Film Review: Hidden Figures
by Emery W.
I don't know where to begin when reviewing a movie as monumental as Hidden Figures. This film is so inspiring and educational. It's quite possibly the best film based on a true story I've seen. Honestly, it's probably because the story centers around people like me; African-American women.
Long story short, Hidden Figures tells the story of Katherine Johnson, Dorothy Vaughan, and Mary Jackson (portrayed by Taraji P. Henson, Octavia Spencer, and Janelle Monae respectively) as three women who work for NASA as human computers during the '60's when America first put man in space.
Though their stories intertwine as a strong female friendship, each of these incredible women have their own personal story to tell of how they changed the face of math and science forever.

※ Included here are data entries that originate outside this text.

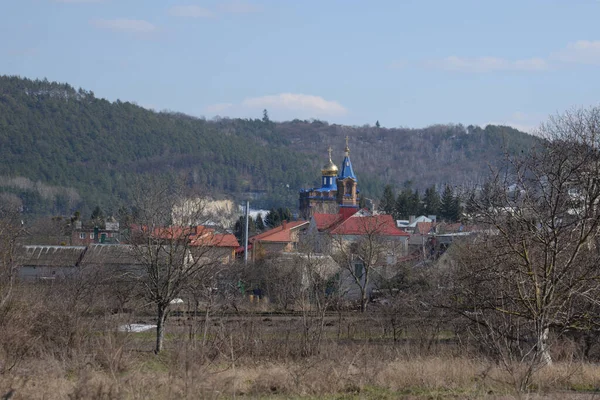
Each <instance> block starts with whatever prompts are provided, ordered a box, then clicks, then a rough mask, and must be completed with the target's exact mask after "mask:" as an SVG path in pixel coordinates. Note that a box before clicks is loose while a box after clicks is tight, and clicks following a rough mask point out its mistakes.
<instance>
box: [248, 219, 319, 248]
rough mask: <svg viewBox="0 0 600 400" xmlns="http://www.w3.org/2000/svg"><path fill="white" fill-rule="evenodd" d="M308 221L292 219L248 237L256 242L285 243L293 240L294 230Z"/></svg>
mask: <svg viewBox="0 0 600 400" xmlns="http://www.w3.org/2000/svg"><path fill="white" fill-rule="evenodd" d="M307 224H308V221H292V222H284V223H283V225H281V226H278V227H275V228H273V229H269V230H268V231H266V232H263V233H261V234H259V235H256V236H252V237H251V238H250V239H248V241H249V242H251V243H255V242H257V241H259V242H278V243H282V242H283V243H285V242H291V241H292V235H291V233H292V230H294V229H298V228H300V227H302V226H304V225H307Z"/></svg>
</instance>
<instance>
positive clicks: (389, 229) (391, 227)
mask: <svg viewBox="0 0 600 400" xmlns="http://www.w3.org/2000/svg"><path fill="white" fill-rule="evenodd" d="M329 233H331V234H332V235H365V234H367V233H376V234H377V235H380V236H410V235H409V234H408V233H406V232H404V231H403V230H400V229H398V228H397V227H396V221H394V219H393V218H392V216H391V215H388V214H381V215H373V216H367V217H350V218H348V219H346V220H345V221H343V222H342V223H340V224H339V225H337V226H336V227H334V228H333V229H331V230H330V232H329Z"/></svg>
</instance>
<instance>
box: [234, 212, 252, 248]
mask: <svg viewBox="0 0 600 400" xmlns="http://www.w3.org/2000/svg"><path fill="white" fill-rule="evenodd" d="M233 234H234V235H235V237H236V238H237V239H238V240H239V241H240V242H242V241H243V240H244V235H245V234H246V216H244V215H242V216H241V217H239V218H238V220H237V221H235V225H234V227H233ZM255 234H256V223H255V222H254V219H253V218H252V217H250V216H248V236H249V237H251V236H253V235H255Z"/></svg>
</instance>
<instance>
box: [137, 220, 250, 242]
mask: <svg viewBox="0 0 600 400" xmlns="http://www.w3.org/2000/svg"><path fill="white" fill-rule="evenodd" d="M132 229H136V230H140V231H142V232H146V231H148V228H147V227H146V226H132ZM214 232H215V230H214V229H213V228H207V227H206V226H202V225H198V226H191V227H190V226H167V227H157V228H154V230H153V233H152V236H153V237H155V238H157V239H167V240H182V239H188V240H189V241H190V246H216V247H238V246H239V243H238V241H237V239H236V237H235V236H234V235H232V234H229V233H226V234H222V233H214Z"/></svg>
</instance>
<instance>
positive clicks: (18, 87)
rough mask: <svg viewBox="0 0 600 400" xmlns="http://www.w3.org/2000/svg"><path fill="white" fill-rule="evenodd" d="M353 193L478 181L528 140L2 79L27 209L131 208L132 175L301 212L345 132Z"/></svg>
mask: <svg viewBox="0 0 600 400" xmlns="http://www.w3.org/2000/svg"><path fill="white" fill-rule="evenodd" d="M345 136H349V137H350V147H351V149H352V150H351V157H352V162H353V165H354V169H355V172H356V174H357V175H358V179H359V187H360V188H361V190H362V191H363V193H364V194H366V195H367V196H372V197H377V196H379V194H380V192H381V190H382V189H383V184H384V183H392V184H395V185H400V184H402V183H403V182H405V181H407V180H412V181H413V183H414V186H415V187H424V186H429V185H431V184H444V183H452V184H462V183H465V182H470V181H474V180H478V179H480V178H481V176H482V174H484V173H485V171H486V170H487V168H486V165H488V163H492V164H493V163H496V162H498V161H499V160H500V159H501V157H502V154H503V152H504V151H505V150H508V151H509V152H511V153H515V152H520V151H526V150H527V149H529V148H530V147H531V146H532V145H533V143H534V142H535V140H536V139H535V138H534V137H532V136H530V135H527V134H525V133H522V132H519V131H517V130H514V129H512V128H509V127H502V126H487V127H486V128H485V129H481V128H478V127H471V126H469V127H468V128H465V127H463V126H462V125H436V126H431V127H428V128H424V129H404V128H399V129H386V128H376V127H369V126H364V127H349V126H340V125H330V124H328V123H326V122H322V121H317V120H314V121H299V120H294V121H291V122H283V123H274V122H272V121H270V120H268V119H253V120H250V119H219V120H212V121H207V120H204V119H201V118H194V117H190V116H186V115H183V114H178V113H172V112H154V111H150V110H147V109H144V108H142V107H139V106H137V105H135V104H132V103H129V102H122V101H116V102H112V103H111V102H109V101H107V100H104V99H100V98H97V97H95V96H94V94H93V92H89V91H85V90H82V89H79V90H76V89H74V88H73V87H71V86H69V85H67V84H60V83H54V82H48V81H46V80H44V81H40V80H35V81H32V80H29V79H23V78H19V77H8V76H0V160H1V161H2V162H1V163H0V192H3V193H5V194H4V198H5V199H6V197H7V195H6V194H7V193H8V194H9V195H8V196H10V197H12V198H13V199H16V196H18V197H19V199H20V201H22V202H23V205H24V208H25V210H26V211H27V212H30V213H53V214H63V215H68V214H70V213H71V212H73V211H74V210H76V209H79V210H81V211H82V212H83V213H87V212H88V211H89V210H90V209H91V208H93V207H95V206H96V205H100V206H101V207H102V208H104V209H105V210H107V211H108V212H111V211H114V210H116V209H117V208H118V207H119V206H120V205H121V204H123V203H126V202H127V199H128V197H129V196H130V190H131V187H132V182H133V181H134V178H135V176H136V175H139V174H161V175H164V176H175V175H179V176H182V177H184V178H185V179H186V181H187V182H188V184H189V185H196V186H198V187H203V188H206V189H208V190H209V191H210V192H211V193H213V194H214V195H215V197H223V196H226V197H232V198H234V199H238V200H239V199H241V198H243V197H244V196H246V193H247V192H259V193H263V194H264V195H263V198H262V200H261V201H262V203H263V204H262V205H263V206H270V205H274V203H276V204H277V205H280V206H281V205H287V206H290V207H295V206H296V201H297V191H298V189H300V188H302V187H310V186H314V185H316V184H317V183H318V181H319V174H320V172H319V171H320V166H321V165H322V164H324V163H325V161H326V158H327V151H326V149H327V147H328V146H330V145H331V146H332V147H333V148H334V162H336V163H338V164H339V163H340V162H341V160H342V157H343V154H342V152H343V148H344V144H345V141H344V137H345Z"/></svg>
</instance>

Katherine Johnson, a math prodigy, is brought from the Black wing of the space program to create and solve equations that inevitably put the first man in orbit. Tackling a mountain of racial and gender barriers, Johnson eventually does the impossible, and becomes more than a computer. She becomes an integral part of the team. Henson does a stupendous job of portraying the journey of a woman who starts in the background of a room to the forefront of an entire operation. Her bathroom scene ( I won't go into details) brought me to tears, and made the whole theater erupt in applause. If you thought Taraji P. Henson is a Cookie Lyon typecast actress, watch this film, and be immediately proved wrong.
Dorothy Vaughan is the woman who *spoiler alert* eventually becomes the first African-American supervisor for NASA. So not only is she a ground-breaker for women, but people of color as well. Octavia Spencer has always been a Goddess on-screen in my opinion, and this role is another addition to a list of roles that has made me fall in love with her.
The one thing about the film I would tweak is the story behind Mary Jackson. While Janelle Monae undoubtedly did an exceptional job with the role, I wish I'd been shown more of Jackson's story. It's an inspirational look into how one of the most brilliant minds in the world was silenced because of the color of her skin. In fact, the initial problem with the space orbit may not have happened if this woman was given a fair chance to get her degree. I just wish the film showed more of her work with N ASA. However, what did feature Jackson was extraordinary.
I give this film a solid 10/10. I'll buy it, watch it, and share it with future generations. I'm so thankful that this film was made because it's a part of Black history that wasn't featured in my books.